Johannes Neumann (Rafinex SARL, 🇩🇪)
Tuesday session 3 (Zoom) (17:00–18:30 GMT)
View slides (pdf) (available under a CC BY-NC-ND 4.0 license)

Modern production methods, such as 3D printing, can manufacture almost constraint free form variations. Topology optimization enables engineers to explore the vastly increased design possibilities. Given the performance requirements, a part is optimized to be as cheap or lightweight as possible. Provided with the greatest allowed extent of the part, the algorithm fully controls the shape and placement of material and the incorporation of holes.

Care needs to be taken as there is a high risk of over-optimization towards the provided load cases. As a result the part might perform well in the simulated environment but fail in the actual application as unforeseen load conditions might occur or load cases might deviate due to some margin of error in manufacturing and application.

Stochastic topology optimization yields reliable optimal forms by extending physics models with risk assessment approaches from financial mathematics using formal uncertainty quantification methods. Loads are allowed to have an error in direction or magnitude, materials might have production faults. Incorporating these defects in the optimization yields unique designs that are not achievable by conventional topology optimization.

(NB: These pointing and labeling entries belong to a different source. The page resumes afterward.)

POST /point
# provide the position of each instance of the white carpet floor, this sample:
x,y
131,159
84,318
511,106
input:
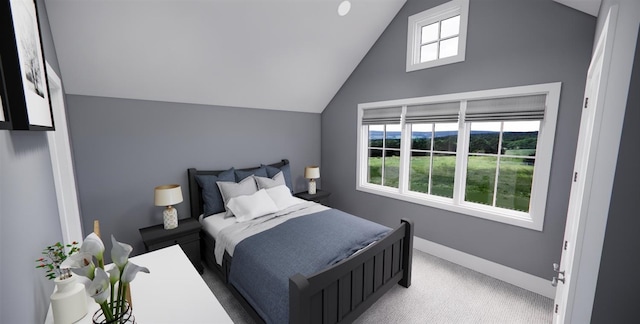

The generated designs react much more robustly to changing and unknown conditions in the physical world and have greatly increased reusability potential thanks to a greater performance envelope while maintaining or reducing weight compared to conventional design methods.

Manufacturability can be ensured with additional constraints such as two mold casting or printability for different printing techniques. State of the art adaptive numerical algorithms ensure high resolution, high quality ready to manufacture designs. These can be used to rapidly design and manufacture performance parts or as a blueprint for a more traditional design approach.

The degree of robustness can be controlled on a high level with model parameters when employing the Bayesian approach or on a low level frequentist approach by prescribing probabilities and a desired risk measure for more control and even more optimization potential.